Despite growing support, cryptocurrencies have yet to see mainstream implementation in the US economy. Many people and regulatory agencies are unsure of what to do with crypto, stalling its adoption. California has made some significant strides in this regard recently, setting an example for the rest of the nation.
California is no stranger to embracing change, so its support for a cryptocurrency economy may not come as a surprise. Given its high population, economic status, and cultural significance, it also holds major influence over the rest of the country. As California moves toward legitimizing crypto, the rest of the nation, and even the world, may follow.
Through recent legislation and an independence movement, California is demonstrating how economies and governments can embrace cryptocurrency.
California Legislation Empowers Crypto Companies
On August 13, California’s State Assembly unanimously passed AB-2150, which would clarify crypto’s status as an asset. In California and the rest of the US, the SEC could classify crypto tokens as securities.
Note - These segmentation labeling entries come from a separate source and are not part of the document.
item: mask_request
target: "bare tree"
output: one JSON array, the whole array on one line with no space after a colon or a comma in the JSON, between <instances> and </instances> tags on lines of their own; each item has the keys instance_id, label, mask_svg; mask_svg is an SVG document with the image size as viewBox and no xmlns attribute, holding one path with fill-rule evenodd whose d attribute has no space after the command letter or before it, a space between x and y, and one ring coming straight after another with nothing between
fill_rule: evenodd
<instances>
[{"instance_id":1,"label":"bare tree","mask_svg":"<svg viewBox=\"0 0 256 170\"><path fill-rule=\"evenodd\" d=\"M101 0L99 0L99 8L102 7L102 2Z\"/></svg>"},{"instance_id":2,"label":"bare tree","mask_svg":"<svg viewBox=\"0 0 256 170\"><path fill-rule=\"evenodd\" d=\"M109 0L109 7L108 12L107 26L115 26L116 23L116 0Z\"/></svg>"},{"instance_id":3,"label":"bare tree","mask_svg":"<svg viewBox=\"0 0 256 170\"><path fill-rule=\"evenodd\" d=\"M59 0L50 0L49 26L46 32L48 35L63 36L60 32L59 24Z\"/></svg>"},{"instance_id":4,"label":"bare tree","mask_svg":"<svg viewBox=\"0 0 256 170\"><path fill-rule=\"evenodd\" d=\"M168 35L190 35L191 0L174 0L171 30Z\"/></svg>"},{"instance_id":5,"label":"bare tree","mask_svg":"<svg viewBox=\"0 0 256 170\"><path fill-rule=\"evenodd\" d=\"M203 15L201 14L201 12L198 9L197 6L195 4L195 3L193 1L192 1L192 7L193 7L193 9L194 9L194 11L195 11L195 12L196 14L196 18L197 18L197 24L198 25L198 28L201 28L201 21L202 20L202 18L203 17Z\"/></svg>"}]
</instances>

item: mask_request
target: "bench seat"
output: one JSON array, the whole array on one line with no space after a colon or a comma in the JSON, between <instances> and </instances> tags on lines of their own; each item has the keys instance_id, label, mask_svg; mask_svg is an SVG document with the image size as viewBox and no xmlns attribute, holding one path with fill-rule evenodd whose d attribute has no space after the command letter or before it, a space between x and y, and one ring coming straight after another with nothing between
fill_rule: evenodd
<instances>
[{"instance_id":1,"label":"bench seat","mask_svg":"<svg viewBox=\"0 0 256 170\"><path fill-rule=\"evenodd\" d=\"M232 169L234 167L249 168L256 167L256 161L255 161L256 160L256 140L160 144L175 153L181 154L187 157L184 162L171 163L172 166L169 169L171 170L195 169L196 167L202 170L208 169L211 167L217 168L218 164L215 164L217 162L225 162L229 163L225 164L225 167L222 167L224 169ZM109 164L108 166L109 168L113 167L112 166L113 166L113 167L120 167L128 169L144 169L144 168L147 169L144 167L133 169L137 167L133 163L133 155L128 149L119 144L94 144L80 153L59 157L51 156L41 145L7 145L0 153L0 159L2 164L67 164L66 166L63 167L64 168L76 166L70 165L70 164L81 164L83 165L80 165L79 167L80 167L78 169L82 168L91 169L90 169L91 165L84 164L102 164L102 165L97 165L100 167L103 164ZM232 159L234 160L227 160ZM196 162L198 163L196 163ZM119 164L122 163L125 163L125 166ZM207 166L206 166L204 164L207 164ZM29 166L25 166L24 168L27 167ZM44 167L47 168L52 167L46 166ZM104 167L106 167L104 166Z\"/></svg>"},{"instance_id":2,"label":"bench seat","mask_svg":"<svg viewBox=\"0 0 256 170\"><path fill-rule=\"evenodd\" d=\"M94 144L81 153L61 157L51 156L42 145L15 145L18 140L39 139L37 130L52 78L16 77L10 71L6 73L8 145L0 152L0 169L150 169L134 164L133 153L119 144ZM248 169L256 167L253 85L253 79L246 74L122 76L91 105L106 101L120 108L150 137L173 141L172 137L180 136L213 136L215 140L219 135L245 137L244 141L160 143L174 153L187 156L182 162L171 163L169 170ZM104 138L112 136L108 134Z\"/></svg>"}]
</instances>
If written into law, this bill would exempt cryptocurrencies from this classification, giving crypto companies more freedom.
Securities are subject to strict regulation, which has been a problem for some cryptocurrency issuers. Some have had to pay millions of dollars due to these restrictions, which can discourage crypto innovation. In the face of these challenges, companies could potentially give up on pursuing crypto or move to another country.
The US is already experiencing a tech talent shortage, with roughly 1.4 million more openings than applicants. If legal regulations keep driving tech innovators away, this problem will only increase. Legal protections for cryptocurrencies could help keep crypto companies in the US, bringing more money into the economy.
In light of the recent recession from the COVID-19 pandemic, the US needs new ways to bolster the economy. If California’s support for cryptocurrency works well enough, that could be a potential national solution. The US, as a whole, could ensure that laws allow for crypto innovation, leading to new economic opportunities.
Calexit’s Potential Crypto Impact
Since 2014, there has been a movement to make California an independent nation called Calexit. Calexit’s leader, a campaign called Yes, California, recently hired crypto expert Alastair Caithness to see how crypto could serve as the basis for California’s economy. The group believes that a crypto-based economy could give citizens more economic liberty.
If this crypto-based economy works, then it could inspire the US to follow suit. The core concept could serve as inspiration, too, giving other lawmakers the idea to look to crypto to run some economic functions. Since California has the fifth-largest economy in the world, a change like this would not go unnoticed.
Only 32% of Californians supported Calexit as of 2016, but that’s higher than its 20% approval in 2014. Even if California doesn’t secede, it may not abandon the crypto economy concept. The mere fact that such a massive economy considered moving to a crypto-based platform could inspire other legislations.
Cryptocurrency Paves a Way Forward for the Economy
Today’s digital, fast-paced world presents some new economic complications, so traditional solutions may be insufficient. As more of the global economy moves towards digital transactions, internet-native crypto becomes a more appealing resource. Citizens and lawmakers alike in areas like California are starting to wake up to its potential.
As California moves to embrace a cryptocurrency economy, it sets a prominent example for the rest of the US. If these crypto-friendly endeavors turn out to be successful, they could give the world the push it needs to recognize cryptocurrency’s legitimacy. The US is warming up to cryptocurrency, and California is leading the movement.